The Geometric and Negative Binomial Distributions - Lab

Introduction

In this lab, you'll practice your knowledge on the geometric and negative binomial distributions!

Objectives

You will be able to:

  • Understand and explain the Negative Binomial Distribution and its uses
  • Understand and explain Geometric Distributions and their uses

Quick Recap

Recall that the binomial distribution describes the probability of a success or a failure outcome in an experiment that is repeated multiple times.

In fact, a binomial distribution describes a repeated bernoulli experiment. A bernoulli experiment can be seen as one trial where there is a known success rate $p$. Examples:

  • Rolling a dice once where success is defined as throwing a 5 or higher, the probability of success is 1/3.
  • Shooting at a basketball rink where the success probability is 70%.
  • etc.

The binomial distribution then has 2 parameters: $n$ and $p$, where $n$ is the number of independent experiments.

The binomial and hypergeometric distribution describe the number of successes in a fixed number, independent repetitions of Bernoulli experiments. The negative binomial and geometric distribution describe the number of independent repetitions to a fixed number of successes. The geometric distribution is a special case of the negative-binomial distribution.

To be more specific, the geometric distribution is the probability for which trial the first successful Bernoulli experiment will occur on. The more general version of this is the negative binomial distribution which is the probability for which trial the nth success will occur on.

1. Let's take a look at the classic coin flipping case.

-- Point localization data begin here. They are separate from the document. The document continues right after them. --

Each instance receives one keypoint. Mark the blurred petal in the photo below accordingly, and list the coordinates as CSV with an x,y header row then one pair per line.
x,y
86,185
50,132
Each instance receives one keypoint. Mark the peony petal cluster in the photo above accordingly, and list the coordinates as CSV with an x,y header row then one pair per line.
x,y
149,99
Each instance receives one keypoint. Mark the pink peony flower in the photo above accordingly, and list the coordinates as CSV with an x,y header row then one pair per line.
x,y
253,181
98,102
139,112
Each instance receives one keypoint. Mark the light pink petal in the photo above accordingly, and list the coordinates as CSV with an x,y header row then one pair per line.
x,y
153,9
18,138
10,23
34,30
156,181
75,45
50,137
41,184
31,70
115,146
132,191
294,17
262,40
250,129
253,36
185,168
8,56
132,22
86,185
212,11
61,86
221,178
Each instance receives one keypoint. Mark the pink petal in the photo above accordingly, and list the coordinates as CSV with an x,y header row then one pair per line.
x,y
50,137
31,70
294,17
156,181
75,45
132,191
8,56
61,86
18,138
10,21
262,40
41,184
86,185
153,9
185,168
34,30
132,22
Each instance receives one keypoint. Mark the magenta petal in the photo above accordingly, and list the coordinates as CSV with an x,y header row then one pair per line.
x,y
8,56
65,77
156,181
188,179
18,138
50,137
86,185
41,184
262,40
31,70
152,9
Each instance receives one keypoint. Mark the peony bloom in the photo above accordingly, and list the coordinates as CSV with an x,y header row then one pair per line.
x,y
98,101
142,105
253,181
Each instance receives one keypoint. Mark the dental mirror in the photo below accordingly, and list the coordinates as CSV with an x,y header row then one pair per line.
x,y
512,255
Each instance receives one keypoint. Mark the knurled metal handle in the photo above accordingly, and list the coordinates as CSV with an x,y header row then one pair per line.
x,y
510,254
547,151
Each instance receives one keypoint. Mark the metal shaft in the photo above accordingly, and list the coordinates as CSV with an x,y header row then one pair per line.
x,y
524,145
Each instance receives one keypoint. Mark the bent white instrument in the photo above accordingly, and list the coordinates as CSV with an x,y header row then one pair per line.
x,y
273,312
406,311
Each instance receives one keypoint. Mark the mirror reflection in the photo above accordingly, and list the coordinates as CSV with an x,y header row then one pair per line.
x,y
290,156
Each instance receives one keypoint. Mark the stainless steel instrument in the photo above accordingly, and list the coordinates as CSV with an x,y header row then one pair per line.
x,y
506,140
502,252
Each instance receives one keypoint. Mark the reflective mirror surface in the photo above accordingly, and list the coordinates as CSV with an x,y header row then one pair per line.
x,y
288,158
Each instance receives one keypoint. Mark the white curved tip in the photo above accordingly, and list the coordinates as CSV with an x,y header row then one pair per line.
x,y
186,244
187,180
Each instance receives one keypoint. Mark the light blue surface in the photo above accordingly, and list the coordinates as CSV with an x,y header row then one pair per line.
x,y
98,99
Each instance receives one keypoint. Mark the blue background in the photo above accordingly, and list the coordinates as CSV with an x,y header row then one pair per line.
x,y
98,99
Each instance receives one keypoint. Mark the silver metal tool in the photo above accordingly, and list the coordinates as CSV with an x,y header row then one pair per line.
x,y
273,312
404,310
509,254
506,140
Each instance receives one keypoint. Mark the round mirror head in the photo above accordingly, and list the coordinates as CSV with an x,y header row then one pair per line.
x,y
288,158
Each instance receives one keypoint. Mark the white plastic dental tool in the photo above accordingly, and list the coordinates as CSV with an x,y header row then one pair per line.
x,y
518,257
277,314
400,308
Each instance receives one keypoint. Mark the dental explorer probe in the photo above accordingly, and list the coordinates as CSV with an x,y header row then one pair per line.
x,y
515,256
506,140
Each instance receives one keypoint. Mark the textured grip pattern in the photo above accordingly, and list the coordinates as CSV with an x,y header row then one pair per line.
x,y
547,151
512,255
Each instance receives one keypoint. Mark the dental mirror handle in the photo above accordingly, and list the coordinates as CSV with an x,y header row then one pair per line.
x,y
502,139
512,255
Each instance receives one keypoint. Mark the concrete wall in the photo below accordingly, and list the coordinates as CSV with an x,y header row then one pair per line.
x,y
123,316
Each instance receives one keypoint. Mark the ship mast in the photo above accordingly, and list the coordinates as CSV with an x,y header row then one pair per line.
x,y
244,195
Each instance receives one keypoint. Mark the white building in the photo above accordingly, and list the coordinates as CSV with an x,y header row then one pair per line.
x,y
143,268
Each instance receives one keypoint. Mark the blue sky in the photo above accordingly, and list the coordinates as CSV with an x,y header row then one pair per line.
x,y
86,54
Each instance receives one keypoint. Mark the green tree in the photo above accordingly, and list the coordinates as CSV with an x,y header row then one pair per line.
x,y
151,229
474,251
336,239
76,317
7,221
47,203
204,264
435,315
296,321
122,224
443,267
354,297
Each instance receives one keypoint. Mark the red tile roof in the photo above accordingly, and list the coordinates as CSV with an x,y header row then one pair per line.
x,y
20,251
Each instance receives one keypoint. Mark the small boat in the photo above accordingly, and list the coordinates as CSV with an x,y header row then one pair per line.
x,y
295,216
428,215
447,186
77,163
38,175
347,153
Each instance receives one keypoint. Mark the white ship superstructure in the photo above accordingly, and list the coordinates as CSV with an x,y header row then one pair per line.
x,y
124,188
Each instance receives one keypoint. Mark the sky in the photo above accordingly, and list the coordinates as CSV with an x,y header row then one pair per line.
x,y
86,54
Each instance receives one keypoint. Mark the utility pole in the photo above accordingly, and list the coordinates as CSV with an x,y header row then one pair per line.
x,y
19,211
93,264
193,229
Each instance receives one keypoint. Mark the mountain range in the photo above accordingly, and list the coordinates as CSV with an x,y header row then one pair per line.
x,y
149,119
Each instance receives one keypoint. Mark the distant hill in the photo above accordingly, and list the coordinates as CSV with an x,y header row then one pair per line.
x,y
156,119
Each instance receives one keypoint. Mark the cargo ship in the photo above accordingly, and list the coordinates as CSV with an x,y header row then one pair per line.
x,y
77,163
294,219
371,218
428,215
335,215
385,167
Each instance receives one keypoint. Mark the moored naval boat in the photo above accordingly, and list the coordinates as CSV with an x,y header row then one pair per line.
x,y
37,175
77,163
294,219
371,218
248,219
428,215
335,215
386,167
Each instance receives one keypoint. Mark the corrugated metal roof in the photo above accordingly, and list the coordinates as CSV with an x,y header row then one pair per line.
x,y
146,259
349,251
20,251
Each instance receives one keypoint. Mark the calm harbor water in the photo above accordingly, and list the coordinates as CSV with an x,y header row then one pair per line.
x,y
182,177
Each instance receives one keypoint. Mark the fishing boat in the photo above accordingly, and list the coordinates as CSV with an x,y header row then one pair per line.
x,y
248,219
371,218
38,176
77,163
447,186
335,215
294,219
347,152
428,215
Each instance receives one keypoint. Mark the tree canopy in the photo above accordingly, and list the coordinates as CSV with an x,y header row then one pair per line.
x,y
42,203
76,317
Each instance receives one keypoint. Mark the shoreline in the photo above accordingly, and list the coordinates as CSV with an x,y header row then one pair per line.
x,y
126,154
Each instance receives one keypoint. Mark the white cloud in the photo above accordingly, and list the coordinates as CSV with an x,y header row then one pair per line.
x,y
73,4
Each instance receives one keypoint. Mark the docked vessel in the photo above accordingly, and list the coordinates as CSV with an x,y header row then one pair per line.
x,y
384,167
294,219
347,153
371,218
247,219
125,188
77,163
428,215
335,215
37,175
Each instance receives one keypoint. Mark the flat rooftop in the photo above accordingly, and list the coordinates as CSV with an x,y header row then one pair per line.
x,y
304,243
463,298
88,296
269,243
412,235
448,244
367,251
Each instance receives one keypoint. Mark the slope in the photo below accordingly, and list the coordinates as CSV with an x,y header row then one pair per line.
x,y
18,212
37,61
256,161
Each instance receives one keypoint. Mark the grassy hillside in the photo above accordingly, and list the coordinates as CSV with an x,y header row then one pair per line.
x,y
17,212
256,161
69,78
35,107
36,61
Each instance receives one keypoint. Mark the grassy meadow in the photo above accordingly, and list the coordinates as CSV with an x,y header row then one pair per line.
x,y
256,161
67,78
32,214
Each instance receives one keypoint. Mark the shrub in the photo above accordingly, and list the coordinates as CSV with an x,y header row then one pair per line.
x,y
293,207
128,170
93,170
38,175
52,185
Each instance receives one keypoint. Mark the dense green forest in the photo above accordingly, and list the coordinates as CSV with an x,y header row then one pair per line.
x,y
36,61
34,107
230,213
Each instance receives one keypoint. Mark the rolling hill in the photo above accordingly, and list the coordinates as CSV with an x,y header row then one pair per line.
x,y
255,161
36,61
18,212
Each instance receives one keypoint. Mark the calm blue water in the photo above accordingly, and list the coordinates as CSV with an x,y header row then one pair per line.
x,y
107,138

A) What's the probability that the first success occurs on the 1st trial? (Yes its that intuitive.)

#Your answer here

B) What's the probability that the first success occurs on the 2nd trial?
(Hint: Think of all the possible scenarios: Either the success occured on the first trial, the success occurred on the second trial, or there still was no success. These three scenarios should encompass all possible scenarios and thus have a total probability of 1. Calculate the probability that the first trial was successful. Calculate the probability that neither the first nor second trial was successful. It should now be straightforward to calculate the final scenario: that the second trial was the original success.)

#Your answer here

C) What's the probability that the first success occurs on the 3rd trial? The 5th?

#Your answer here

2. Geometric Function

Now write a probability distribution function for a random variable y. The function should take in the probability, p of the success of an individual Bernoulli experiment. (In our previous coin flipping example, p=0.5.)

def geometric_dist(y,p):
    """y is a discrete random variable. It should be an integer that is greater then zero.
    p is the probability of a success for the Bernoulli experiment to be conducted.
    This function should return the probability that the first successful Bernoulli experiment will occur on the yth trial."""
    prob = #The probability that the first successful bernoulli experiment occurs on the yth trial.
    return prob

3. Product Failures

Assume that the probability of a product working is 95%. Before shipping the products, the manufacturer is checking each product for defects. What is the probability that the 10th product checked is the first defective one found?

#Code and answer here
prob = 

4. Product Failures take 2

In many cases, a manufacturer might only test a sample of the products for defaults. Assuming 95% of the products do indeed work, what is the probability that in testing 20 units, that none will be defective?

#Code and answer here
prob = 

5. Consumer Profiling

A previous sample showed that 70% of U.S. shoppers prefer to buy groceries in store as compared to online.
Calculate the probability that the 6th person interviewed is the first to prefer to buy groceries online.

#Code and answer here
prob = 

6. Consumer Profiling 2

What is the probability that at least 6 people have to be interviewed before finding someone who prefers to buy groceries online? (Assuming the statistic is true.)

#Code and answer here
prob = 

Summary

Awesome, you've now learned about many use cases for the geometric and negative binomial distribution!